South Africa is a powerhouse compared with some of the more troubled European economies like Italy, which is only projected to grow GDP by only 0.9% a year through 2020.
Although South Africa has long been known for the mining of diamonds, gold and other precious stones, minerals and metals, mining has actually become a progressively smaller portion of the South African economy. And for investors worried about these sometimes-volatile markets, that's a good thing. Mining now accounts for only around 3% of GDP, compared with about 14% during the peak years of the 1980s. Even so, South Africa's mining industry is the world's fifth-largest, behind China, the United States, Australia and Brazil.
Nowadays, agriculture is almost as important to South Africa as mining, accounting
for 2.6% of GDP. In fact, South Africa has become a net exporter
of agricultural products such as sugar, grapes, citrus fruits, nectarines and wine. South Africa continues to be a popular tourist destination because of its wildlife preserves and diverse culture, and tourism is estimated to account for as much as 3% of GDP.

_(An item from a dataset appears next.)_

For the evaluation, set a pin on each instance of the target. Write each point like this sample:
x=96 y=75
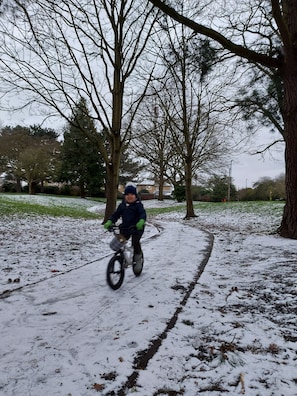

As you might expect, manufacturing is becoming progressively more important and now generates about 15% of GDP. Auto production, the biggest area of manufacturing, accounts for nearly 8% of GDP. South Africa also has growing telecommunications, banking, e-commerce and retail industries. As a group, South African companies should grow earnings
by 16% in 2012, compared with an 11.5% increase for emerging markets overall, analysts estimate.
Another reason to put South Africa at the top of your list of emerging markets to consider: Its economy could be a better defensive play than other emerging economies. This is because corporate earnings are mainly generated domestically, while other emerging markets tend to get their earnings from foreign sources. Plus, the financial system is one of the most efficient and well-regulated in the world, and debt only makes up about a third of GDP (compared with more than 100% of GDP in the United States). Thus, South Africa's economy is better insulated from shocks to the global economy, making it one of the less risky emerging markets in which you can invest.
Risks to Consider: Although South Africa may be relatively less risky, it's still an emerging market and its stock market can be very volatile.